The pre-treating method of testing sample used in 2.2 flow cytomeries
Testing sample separates and collects bead algae culturing liquid or suspension before analysis, using the rotating speed of 3800 × g centrifugal force In frustule, then suspended using deionized water or phosphate-buffered concentration (10mM, pH 7.4), hanged again after being repeated twice It is floating.Manufactured re-suspension liquid will ensure that chlorella cells density is 6 × 105~2 × 106Between CFU/mL (individual/mL), on the one hand Meet that (per cell number in mL or granule number is 1 × 10 for the sample introduction requirement of flow cytometer3~5 × 106), on the other hand it is too high or Too low cell density can all influence the Accurate Determining of fluorescent value.Finally use 40 μm of aqueous phase membrane filtration cell suspension to be measured Afterwards, it is placed in 2mL centrifuge tubes and is used for sample measure, is shaken up before sample introduction, ensure the accuracy of sample detection result.

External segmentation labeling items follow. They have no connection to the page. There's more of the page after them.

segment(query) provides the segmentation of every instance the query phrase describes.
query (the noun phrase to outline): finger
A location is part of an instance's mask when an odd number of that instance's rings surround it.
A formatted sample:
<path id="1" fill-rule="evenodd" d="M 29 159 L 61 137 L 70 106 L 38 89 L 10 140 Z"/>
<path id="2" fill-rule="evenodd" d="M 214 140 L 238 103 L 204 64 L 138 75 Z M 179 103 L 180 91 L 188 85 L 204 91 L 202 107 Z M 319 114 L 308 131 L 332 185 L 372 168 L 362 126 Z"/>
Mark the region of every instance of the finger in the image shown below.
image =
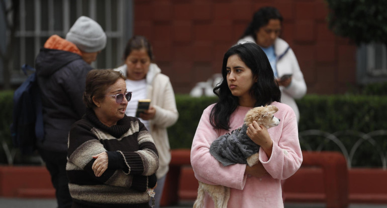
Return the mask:
<path id="1" fill-rule="evenodd" d="M 96 159 L 96 158 L 97 158 L 98 157 L 99 157 L 100 156 L 101 156 L 101 155 L 102 154 L 103 154 L 103 153 L 104 153 L 104 152 L 101 152 L 101 153 L 99 153 L 99 154 L 96 154 L 96 155 L 92 155 L 92 158 L 93 158 L 94 159 Z"/>
<path id="2" fill-rule="evenodd" d="M 253 125 L 254 128 L 255 129 L 257 130 L 261 130 L 261 127 L 260 126 L 259 124 L 258 124 L 258 123 L 257 123 L 256 121 L 253 121 Z"/>
<path id="3" fill-rule="evenodd" d="M 95 160 L 94 161 L 94 162 L 92 163 L 92 165 L 91 165 L 91 169 L 92 169 L 93 171 L 95 169 L 95 166 L 96 166 L 97 162 L 97 161 Z"/>

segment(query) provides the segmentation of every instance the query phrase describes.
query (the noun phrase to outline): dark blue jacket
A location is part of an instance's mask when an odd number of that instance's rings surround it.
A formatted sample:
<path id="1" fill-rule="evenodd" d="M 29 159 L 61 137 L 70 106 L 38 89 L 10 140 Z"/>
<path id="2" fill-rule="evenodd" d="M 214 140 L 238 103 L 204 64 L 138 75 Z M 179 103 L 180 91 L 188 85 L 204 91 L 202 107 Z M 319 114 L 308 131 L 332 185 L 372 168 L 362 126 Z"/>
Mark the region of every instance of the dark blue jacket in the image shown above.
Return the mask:
<path id="1" fill-rule="evenodd" d="M 42 94 L 44 139 L 39 148 L 67 152 L 71 125 L 84 114 L 86 75 L 92 68 L 78 54 L 42 48 L 35 69 Z"/>

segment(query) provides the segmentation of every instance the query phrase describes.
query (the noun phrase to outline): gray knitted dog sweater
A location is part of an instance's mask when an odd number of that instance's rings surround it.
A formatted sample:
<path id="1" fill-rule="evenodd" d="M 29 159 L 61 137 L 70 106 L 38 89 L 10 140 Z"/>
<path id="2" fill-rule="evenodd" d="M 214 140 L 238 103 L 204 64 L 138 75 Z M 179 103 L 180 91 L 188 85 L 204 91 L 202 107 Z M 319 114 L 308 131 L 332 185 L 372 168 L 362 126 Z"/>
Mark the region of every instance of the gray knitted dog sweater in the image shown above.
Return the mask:
<path id="1" fill-rule="evenodd" d="M 247 164 L 246 158 L 258 152 L 260 147 L 246 134 L 247 130 L 244 124 L 231 134 L 220 136 L 211 144 L 210 153 L 224 166 Z"/>

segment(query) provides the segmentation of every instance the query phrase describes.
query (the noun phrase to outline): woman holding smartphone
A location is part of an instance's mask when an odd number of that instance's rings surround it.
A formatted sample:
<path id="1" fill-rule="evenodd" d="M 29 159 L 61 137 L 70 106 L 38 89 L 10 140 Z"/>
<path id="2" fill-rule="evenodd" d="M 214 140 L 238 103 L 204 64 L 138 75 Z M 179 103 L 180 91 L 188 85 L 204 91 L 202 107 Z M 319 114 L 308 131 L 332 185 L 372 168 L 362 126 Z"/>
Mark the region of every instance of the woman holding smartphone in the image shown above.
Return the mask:
<path id="1" fill-rule="evenodd" d="M 158 207 L 171 160 L 166 128 L 178 118 L 174 93 L 169 78 L 161 74 L 156 64 L 151 63 L 152 46 L 145 37 L 136 36 L 130 39 L 123 58 L 125 64 L 115 70 L 127 77 L 126 88 L 133 93 L 125 114 L 135 116 L 139 101 L 150 99 L 149 109 L 140 113 L 139 118 L 150 132 L 158 152 L 160 165 L 156 172 L 157 186 L 153 206 Z"/>
<path id="2" fill-rule="evenodd" d="M 279 85 L 281 102 L 292 107 L 298 122 L 300 112 L 294 99 L 305 95 L 307 85 L 293 51 L 287 43 L 279 38 L 282 21 L 276 8 L 261 8 L 254 14 L 238 43 L 253 42 L 260 46 L 269 59 Z"/>

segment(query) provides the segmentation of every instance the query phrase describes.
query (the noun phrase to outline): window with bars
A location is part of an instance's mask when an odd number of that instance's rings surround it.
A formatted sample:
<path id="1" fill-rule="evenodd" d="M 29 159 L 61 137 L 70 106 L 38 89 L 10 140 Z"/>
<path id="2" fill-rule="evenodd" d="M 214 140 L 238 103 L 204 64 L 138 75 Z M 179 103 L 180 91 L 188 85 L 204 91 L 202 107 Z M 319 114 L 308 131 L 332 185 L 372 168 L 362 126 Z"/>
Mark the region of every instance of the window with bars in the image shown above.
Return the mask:
<path id="1" fill-rule="evenodd" d="M 20 67 L 34 66 L 35 59 L 53 35 L 63 38 L 76 19 L 85 16 L 96 21 L 107 36 L 106 47 L 92 64 L 111 68 L 122 64 L 126 41 L 132 36 L 133 3 L 127 0 L 20 0 L 20 22 L 15 34 L 12 82 L 25 79 Z"/>
<path id="2" fill-rule="evenodd" d="M 385 45 L 363 44 L 357 50 L 357 82 L 367 84 L 387 81 L 387 50 Z"/>

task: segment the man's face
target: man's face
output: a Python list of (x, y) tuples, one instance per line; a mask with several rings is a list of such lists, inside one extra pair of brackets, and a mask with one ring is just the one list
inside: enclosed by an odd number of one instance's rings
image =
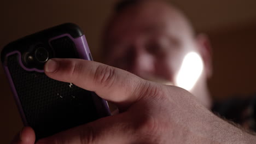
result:
[(197, 51), (192, 31), (185, 19), (166, 7), (149, 3), (118, 14), (106, 39), (107, 64), (145, 79), (175, 85), (179, 85), (177, 77), (185, 61), (197, 58), (193, 64), (202, 65), (199, 55), (185, 60)]

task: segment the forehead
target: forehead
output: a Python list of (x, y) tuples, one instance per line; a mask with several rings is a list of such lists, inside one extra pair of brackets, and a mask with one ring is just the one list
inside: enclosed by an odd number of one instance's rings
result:
[(170, 5), (160, 3), (126, 8), (114, 16), (110, 24), (107, 37), (111, 41), (139, 34), (164, 34), (176, 37), (190, 34), (189, 25), (182, 15)]

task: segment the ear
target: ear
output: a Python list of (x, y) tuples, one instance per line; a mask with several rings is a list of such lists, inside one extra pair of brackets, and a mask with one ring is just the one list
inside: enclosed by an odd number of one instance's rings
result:
[(205, 34), (200, 34), (196, 38), (199, 51), (202, 56), (207, 78), (212, 76), (212, 49), (208, 37)]

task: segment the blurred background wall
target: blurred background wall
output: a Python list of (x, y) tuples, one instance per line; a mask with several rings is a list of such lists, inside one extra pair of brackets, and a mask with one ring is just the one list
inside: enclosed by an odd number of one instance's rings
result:
[[(26, 35), (71, 22), (84, 30), (95, 60), (101, 62), (101, 34), (117, 1), (2, 1), (0, 50)], [(184, 11), (197, 32), (209, 36), (213, 75), (208, 84), (213, 98), (255, 93), (256, 1), (170, 1)], [(9, 143), (22, 127), (12, 96), (0, 67), (1, 143)]]

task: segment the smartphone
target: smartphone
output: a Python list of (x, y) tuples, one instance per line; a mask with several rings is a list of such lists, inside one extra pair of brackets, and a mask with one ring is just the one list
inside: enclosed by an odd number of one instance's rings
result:
[(26, 36), (1, 52), (22, 119), (36, 140), (110, 115), (107, 101), (94, 92), (48, 77), (43, 68), (52, 58), (92, 61), (77, 25), (64, 23)]

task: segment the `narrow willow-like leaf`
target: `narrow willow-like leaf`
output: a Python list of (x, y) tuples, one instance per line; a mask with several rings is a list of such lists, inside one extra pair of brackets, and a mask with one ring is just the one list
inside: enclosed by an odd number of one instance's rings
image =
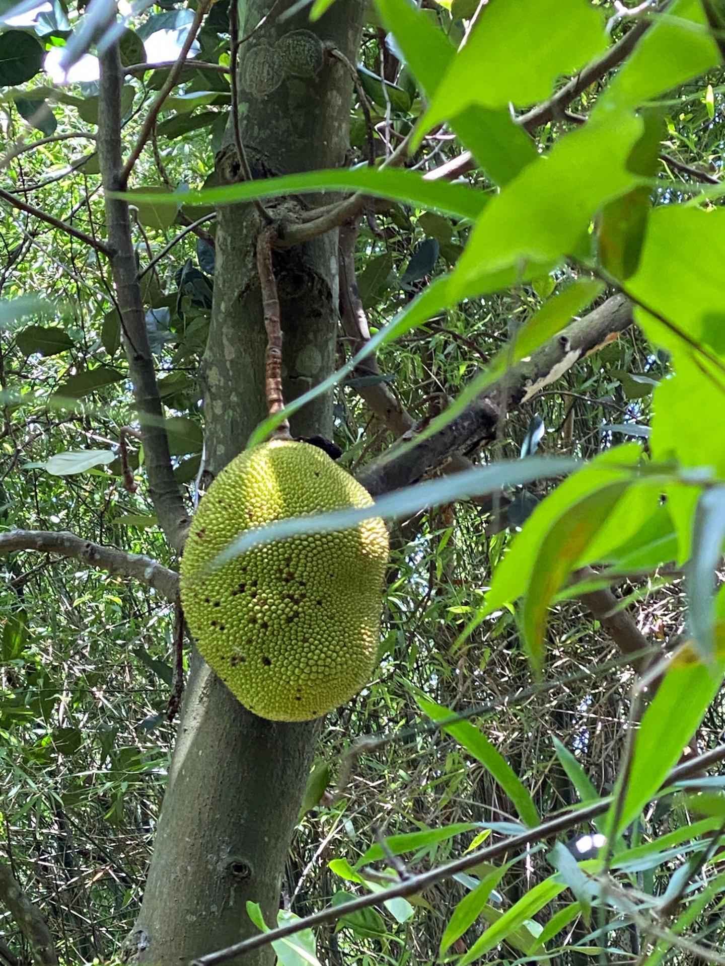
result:
[(551, 599), (628, 485), (626, 480), (610, 483), (574, 503), (554, 523), (541, 544), (522, 612), (524, 641), (537, 672), (543, 665), (542, 642)]
[[(446, 721), (446, 719), (451, 718), (454, 715), (454, 712), (450, 708), (436, 704), (435, 701), (431, 701), (427, 697), (416, 696), (416, 700), (421, 711), (433, 721)], [(444, 727), (444, 731), (447, 731), (452, 738), (455, 738), (462, 748), (465, 748), (470, 754), (473, 754), (483, 765), (489, 775), (498, 781), (508, 798), (513, 802), (516, 811), (518, 811), (528, 826), (534, 827), (535, 825), (538, 825), (541, 819), (526, 785), (524, 785), (521, 779), (519, 779), (501, 752), (491, 744), (482, 732), (472, 724), (471, 722), (466, 721), (447, 724)]]
[(480, 916), (483, 906), (488, 901), (488, 896), (498, 886), (504, 873), (510, 867), (510, 863), (495, 868), (488, 875), (484, 876), (478, 885), (468, 895), (464, 895), (451, 913), (450, 919), (446, 924), (446, 929), (441, 939), (441, 955), (449, 950), (456, 939), (460, 939), (463, 933), (469, 929), (476, 920)]
[[(725, 671), (725, 621), (715, 626), (715, 643), (714, 668), (702, 664), (689, 645), (673, 658), (662, 678), (637, 732), (617, 833), (636, 818), (660, 787), (717, 694)], [(614, 809), (613, 805), (607, 820), (610, 829)]]
[(692, 533), (692, 555), (685, 587), (689, 603), (692, 643), (705, 662), (715, 649), (715, 568), (725, 541), (725, 487), (706, 490), (697, 503)]
[(534, 886), (518, 902), (508, 909), (501, 919), (486, 929), (468, 952), (458, 960), (457, 966), (468, 966), (468, 963), (475, 962), (479, 956), (498, 946), (499, 943), (503, 943), (517, 926), (543, 909), (566, 888), (566, 886), (561, 881), (558, 873), (555, 876), (549, 876), (543, 882), (539, 882), (537, 886)]

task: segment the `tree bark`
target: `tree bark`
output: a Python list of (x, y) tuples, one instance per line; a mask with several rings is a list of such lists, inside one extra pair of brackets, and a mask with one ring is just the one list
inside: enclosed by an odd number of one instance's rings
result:
[[(272, 10), (274, 6), (274, 11)], [(240, 47), (240, 135), (252, 174), (265, 177), (340, 166), (348, 147), (352, 78), (327, 56), (332, 44), (355, 62), (364, 5), (338, 0), (315, 24), (307, 9), (251, 0), (240, 36), (270, 20)], [(238, 180), (231, 123), (217, 158), (222, 181)], [(327, 197), (326, 201), (333, 200)], [(283, 203), (284, 214), (301, 202)], [(271, 209), (273, 217), (280, 209)], [(201, 374), (206, 469), (215, 475), (244, 448), (266, 415), (266, 338), (254, 263), (261, 218), (251, 205), (218, 213), (212, 323)], [(287, 400), (333, 370), (338, 300), (337, 233), (276, 251)], [(292, 420), (296, 437), (331, 437), (332, 399)], [(256, 932), (246, 902), (276, 924), (280, 876), (314, 752), (319, 723), (285, 724), (246, 711), (194, 655), (142, 908), (127, 958), (171, 966)], [(245, 956), (268, 966), (270, 947)], [(233, 962), (242, 960), (233, 960)]]

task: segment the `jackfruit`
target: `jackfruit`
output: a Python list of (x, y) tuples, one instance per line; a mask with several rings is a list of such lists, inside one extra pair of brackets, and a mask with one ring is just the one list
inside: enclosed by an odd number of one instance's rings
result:
[(374, 518), (254, 547), (216, 570), (208, 565), (243, 530), (371, 504), (326, 453), (291, 440), (240, 453), (199, 504), (181, 562), (187, 623), (202, 657), (255, 715), (308, 721), (369, 682), (388, 531)]

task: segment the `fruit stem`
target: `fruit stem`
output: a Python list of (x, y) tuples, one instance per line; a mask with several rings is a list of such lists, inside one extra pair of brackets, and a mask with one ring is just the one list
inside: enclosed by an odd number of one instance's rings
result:
[[(265, 392), (270, 415), (284, 409), (282, 395), (282, 326), (279, 318), (279, 298), (272, 267), (272, 246), (276, 240), (276, 229), (263, 228), (257, 237), (257, 271), (262, 289), (264, 327), (267, 329), (265, 355)], [(289, 422), (283, 419), (272, 434), (274, 439), (291, 440)]]

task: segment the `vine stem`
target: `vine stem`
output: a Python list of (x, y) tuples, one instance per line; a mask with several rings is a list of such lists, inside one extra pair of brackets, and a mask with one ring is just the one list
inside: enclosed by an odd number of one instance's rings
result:
[[(265, 392), (269, 414), (276, 415), (284, 409), (282, 393), (282, 325), (279, 317), (279, 297), (272, 266), (272, 248), (276, 241), (276, 229), (263, 228), (257, 237), (257, 271), (262, 289), (264, 327), (267, 329), (265, 355)], [(289, 421), (282, 420), (273, 433), (277, 440), (291, 440)]]

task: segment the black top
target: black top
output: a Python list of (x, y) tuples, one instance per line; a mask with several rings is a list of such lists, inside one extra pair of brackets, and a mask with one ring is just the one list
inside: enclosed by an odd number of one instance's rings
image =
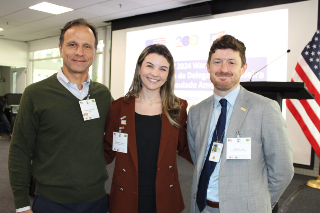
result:
[(161, 136), (161, 115), (135, 113), (138, 156), (138, 212), (156, 212), (156, 176)]

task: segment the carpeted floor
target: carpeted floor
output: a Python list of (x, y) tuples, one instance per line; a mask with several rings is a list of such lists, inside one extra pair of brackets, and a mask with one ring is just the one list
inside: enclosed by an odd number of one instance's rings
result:
[[(9, 141), (8, 137), (0, 138), (0, 212), (15, 212), (13, 197), (9, 184), (8, 171), (8, 156)], [(190, 212), (190, 190), (194, 166), (177, 155), (179, 179), (186, 208), (182, 212)], [(108, 165), (110, 177), (106, 182), (106, 189), (110, 192), (114, 161)], [(295, 174), (289, 186), (279, 202), (278, 212), (288, 213), (317, 213), (320, 212), (320, 190), (305, 185), (307, 181), (315, 179), (310, 177)], [(301, 188), (302, 187), (302, 188)], [(300, 190), (299, 191), (299, 190)], [(300, 191), (299, 194), (297, 191)], [(293, 198), (292, 199), (292, 198)], [(33, 199), (30, 198), (32, 203)]]

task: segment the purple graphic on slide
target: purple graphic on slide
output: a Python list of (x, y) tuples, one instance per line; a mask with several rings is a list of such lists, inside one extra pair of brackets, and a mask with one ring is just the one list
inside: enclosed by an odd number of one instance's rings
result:
[[(246, 59), (248, 68), (241, 76), (241, 81), (248, 81), (252, 75), (267, 64), (266, 57)], [(206, 60), (176, 61), (174, 89), (183, 90), (212, 91), (213, 85), (207, 70)], [(252, 81), (267, 80), (267, 68), (254, 75)]]
[(148, 46), (154, 44), (159, 44), (165, 45), (166, 38), (156, 38), (150, 40), (146, 40), (146, 47)]

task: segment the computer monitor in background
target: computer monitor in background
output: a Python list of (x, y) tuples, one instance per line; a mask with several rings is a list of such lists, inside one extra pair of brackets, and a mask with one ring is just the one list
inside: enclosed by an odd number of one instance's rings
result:
[(7, 94), (7, 104), (8, 105), (19, 105), (22, 94), (8, 93)]

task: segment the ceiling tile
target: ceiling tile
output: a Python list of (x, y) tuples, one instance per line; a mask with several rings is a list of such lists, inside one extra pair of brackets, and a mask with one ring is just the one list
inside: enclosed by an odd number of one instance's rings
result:
[(155, 8), (159, 11), (168, 10), (176, 7), (185, 6), (186, 4), (181, 3), (177, 1), (171, 1), (168, 2), (161, 3), (149, 6), (150, 7)]
[(87, 7), (95, 4), (84, 0), (46, 0), (48, 3), (67, 7), (75, 10)]
[(150, 12), (157, 12), (158, 11), (159, 11), (150, 7), (140, 7), (137, 9), (131, 10), (128, 11), (127, 11), (127, 12), (129, 13), (132, 14), (132, 15), (137, 15), (140, 14), (149, 13)]
[(123, 11), (142, 7), (145, 6), (129, 0), (110, 0), (99, 4)]
[(38, 11), (29, 8), (4, 16), (4, 19), (28, 23), (55, 15), (47, 12)]
[(107, 2), (108, 1), (110, 1), (110, 0), (84, 0), (86, 2), (91, 2), (92, 3), (93, 3), (95, 4), (97, 4), (99, 3), (101, 3), (102, 2)]
[(116, 13), (110, 14), (107, 16), (99, 17), (91, 19), (95, 21), (108, 21), (114, 19), (117, 19), (121, 18), (132, 16), (132, 14), (130, 14), (126, 12), (121, 12)]
[(25, 9), (25, 7), (0, 2), (0, 17)]
[(20, 21), (17, 21), (10, 19), (7, 19), (3, 18), (0, 18), (0, 28), (5, 30), (10, 29), (16, 26), (19, 26), (24, 24)]
[(96, 15), (96, 16), (102, 16), (121, 11), (118, 10), (99, 4), (94, 4), (77, 10), (79, 11), (83, 11), (88, 13), (95, 14)]
[(27, 8), (39, 3), (45, 1), (44, 0), (1, 0), (2, 2), (10, 4), (21, 8)]
[(182, 3), (188, 5), (207, 1), (206, 1), (206, 0), (177, 0), (177, 1), (178, 2), (182, 2)]
[(146, 6), (150, 6), (160, 3), (164, 3), (164, 2), (172, 1), (173, 0), (157, 0), (156, 1), (150, 1), (150, 0), (131, 0), (131, 1), (132, 2), (139, 3), (140, 4)]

2.3 sample detections and analysis
During BD Accuri C6 flow cytomery cells in sample average fluorescent strengths, FL1 is detected respectively The average fluorescent strength of (533nm), cells in sample under FL2 (585nm) passage.The astaxanthin of chlorella intracellular is thin in streaming Born of the same parents' instrument is equipped with the fluorescence that can launch different wave length under the exciting of 488nm argon ion lasers, but the possible difference of fluorescence intensity is very Greatly.All chlorella cells are selected by drawing door, then create fluorescence channel FL1 and FL2 histogram, flow cytometer is certainly It is dynamic to calculate chlorella cells in FL1 passages and the average fluorescent strength of FL2 passages.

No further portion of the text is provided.